The review of the present literature demonstrates a growing empirical basis to infer a link between the experience of childhood maltreatment and an elevated risk of developing SUDs later in life. Such a putative link may be mediated by alterations in those neurocognitive systems implicated in reward processing, cognitive control and affect processing given that these systems are atypical both in those who have experienced maltreatment in childhood and in those who present with SUDs. It has been suggested that calibration of each of these systems may embed a degree of latent vulnerability, increasing the risk of future psychopathology, including SUDs. We speculate that heightened subcortical and striatal activity to salient cues along with altered capacities for affect regulation and reasoning in maltreated individuals may increase risk for SUDs in three possible ways: first, by altering the balance and strength of responses to drug and natural reward cues, enhancing the former while attenuating the latter; second, by compromising the ability of the individual to regulate their emotional and behavioural responses increasing the likelihood of substance abuse initiation; and third, by increasing the likelihood of self-medication as a result of maltreatment-related increases in internal aversive states combined with impairments in regulatory control.

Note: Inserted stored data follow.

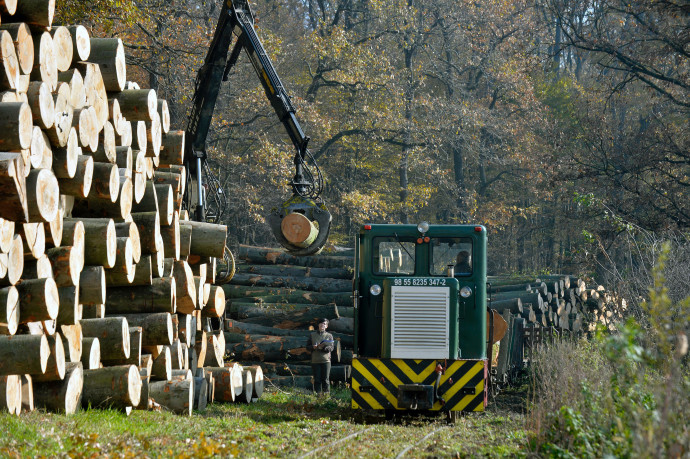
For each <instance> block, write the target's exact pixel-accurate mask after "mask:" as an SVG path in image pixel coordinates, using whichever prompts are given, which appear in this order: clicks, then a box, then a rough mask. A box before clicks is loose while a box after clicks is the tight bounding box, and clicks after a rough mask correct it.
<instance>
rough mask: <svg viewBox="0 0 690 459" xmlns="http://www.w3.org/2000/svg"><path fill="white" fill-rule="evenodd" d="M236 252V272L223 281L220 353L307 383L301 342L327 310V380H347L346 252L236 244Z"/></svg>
mask: <svg viewBox="0 0 690 459" xmlns="http://www.w3.org/2000/svg"><path fill="white" fill-rule="evenodd" d="M238 258H239V261H238V265H237V273H236V274H235V276H234V277H233V278H232V280H231V281H230V282H229V283H228V284H225V285H223V290H224V291H225V296H226V298H227V310H226V317H228V318H227V319H226V321H225V343H226V355H228V356H229V357H230V358H232V359H233V360H236V361H238V362H251V363H252V364H254V365H260V366H261V367H262V368H263V371H264V374H265V375H266V377H267V378H268V379H270V381H271V382H272V383H273V384H275V385H278V386H290V387H299V388H303V389H310V390H311V389H313V383H312V370H311V365H310V359H311V355H310V353H309V352H308V350H307V348H306V345H307V341H308V339H309V335H310V333H311V330H314V329H316V322H317V320H318V319H319V318H321V317H326V318H327V319H328V320H329V321H330V322H329V327H328V332H330V333H331V334H333V337H334V339H335V341H336V348H335V350H334V351H333V353H332V354H331V361H332V368H331V381H332V382H334V383H338V382H346V381H348V380H349V378H350V370H351V367H350V364H351V363H352V350H353V345H354V338H353V333H354V308H353V301H352V278H353V271H352V266H353V263H354V258H353V256H352V254H349V255H319V256H313V257H294V256H291V255H289V254H287V253H285V252H283V251H282V250H280V249H270V248H261V247H251V246H245V245H241V246H240V248H239V257H238Z"/></svg>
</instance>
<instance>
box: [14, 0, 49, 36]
mask: <svg viewBox="0 0 690 459" xmlns="http://www.w3.org/2000/svg"><path fill="white" fill-rule="evenodd" d="M54 15H55V1H54V0H22V1H21V2H17V10H16V12H15V14H14V19H15V20H22V21H24V22H26V23H28V24H30V25H32V26H36V27H37V28H43V29H46V30H50V28H51V25H52V24H53V16H54Z"/></svg>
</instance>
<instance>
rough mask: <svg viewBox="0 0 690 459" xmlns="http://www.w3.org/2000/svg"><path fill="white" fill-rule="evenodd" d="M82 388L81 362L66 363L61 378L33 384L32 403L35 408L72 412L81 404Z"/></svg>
mask: <svg viewBox="0 0 690 459" xmlns="http://www.w3.org/2000/svg"><path fill="white" fill-rule="evenodd" d="M83 388H84V370H83V368H82V364H81V362H75V363H68V364H67V366H66V369H65V378H64V379H63V380H60V381H50V382H40V383H35V384H34V386H33V392H34V404H35V406H36V407H37V408H46V409H48V410H50V411H57V412H59V413H65V414H73V413H75V412H76V411H77V409H79V406H80V405H81V401H82V391H83Z"/></svg>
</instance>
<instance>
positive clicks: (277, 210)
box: [267, 194, 332, 257]
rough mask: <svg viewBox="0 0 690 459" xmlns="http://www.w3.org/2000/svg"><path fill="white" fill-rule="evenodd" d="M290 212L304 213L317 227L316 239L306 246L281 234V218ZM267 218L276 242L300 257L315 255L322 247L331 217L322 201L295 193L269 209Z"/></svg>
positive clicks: (286, 214) (288, 213)
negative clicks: (301, 195) (285, 236)
mask: <svg viewBox="0 0 690 459" xmlns="http://www.w3.org/2000/svg"><path fill="white" fill-rule="evenodd" d="M291 213H300V214H302V215H304V216H305V217H307V218H308V219H309V220H310V221H311V222H312V224H314V226H316V227H317V228H318V231H319V232H318V235H317V236H316V239H314V241H313V242H312V243H311V244H309V245H308V246H306V247H299V246H297V245H294V244H292V243H291V242H290V241H288V240H287V239H286V238H285V236H284V235H283V230H282V228H281V223H282V221H283V219H284V218H285V217H286V216H287V215H289V214H291ZM267 220H268V225H269V226H270V227H271V231H272V232H273V235H274V236H275V238H276V239H277V240H278V243H279V244H280V245H281V246H283V247H284V248H285V250H286V251H287V252H288V253H289V254H290V255H294V256H298V257H301V256H309V255H316V254H317V253H319V252H320V251H321V249H323V246H324V245H325V244H326V241H327V240H328V234H329V232H330V230H331V220H332V217H331V214H330V212H328V209H326V206H325V205H324V204H323V203H322V202H317V201H315V200H313V199H310V198H307V197H303V196H299V195H297V194H295V195H293V196H292V197H291V198H290V199H288V200H287V201H285V202H283V203H282V204H280V205H279V206H278V207H274V208H273V209H271V212H270V214H269V215H268V218H267Z"/></svg>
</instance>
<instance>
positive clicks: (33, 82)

However, a number of limitations constrain inferences that can be made in this regard. Firstly, most of the evidence reviewed here is cross-sectional making it difficult to disentangle the effects of childhood maltreatment and SUD on brain structure and function. While only longitudinal studies can help inform causal inferences, recent studies have suggested that childhood maltreatment has independent effects on brain structure above and beyond SUD [13••, 74]. For example, a recent study investigated the individual effects of SUD and childhood maltreatment on grey matter development [13••] with whole brain voxel-based morphometry (VBM). In this study, the authors controlled for SUDs and comorbid psychiatric disorders and found reductions in grey matter volume uniquely relating to childhood maltreatment in the hippocampus and parahippocampus that predicted severity of substance use relapse while the SUD-related areas of GMV reduction (e.g. posterior cingulate) did not have predictive value. This supports the notion that childhood maltreatment can contribute independently to alterations in brain structure in SUD and influence the course of illness. Unfortunately, this study also used a cross-sectional design so it remains unclear whether pre-existing individual differences may have influenced the current findings.

In a similar vein, any comprehensive account linking maltreatment and SUDs needs to consider possible genetic factors, given that SUD is highly heritable (for a review of effects of gene expression changes in mesolimbic pathways after childhood maltreatment, see [11]). While it is conceivable that genetic risk plays a major role in the development of SUDs in individuals with maltreatment experiences, it has been argued that it is highly unlikely that these account solely for the increased risk (see, [75]). In addition, gender differences have been demonstrated in the development of SUDs after childhood maltreatment, with childhood maltreatment frequently being more predictive for SUDs in woman than men (see, [76]). Future research, including large sample sizes that allow for the investigation of gender differences, are needed to elucidate if childhood maltreatment interacts with gender to increase risk for psychopathology and especially SUDs. Finally, it is important to keep in mind that not all individuals who experience childhood maltreatment develop psychopathology later in life or engage in substance use behaviours, highlighting the case for a greater understanding of those factors that contribute to resilient outcomes in these individuals.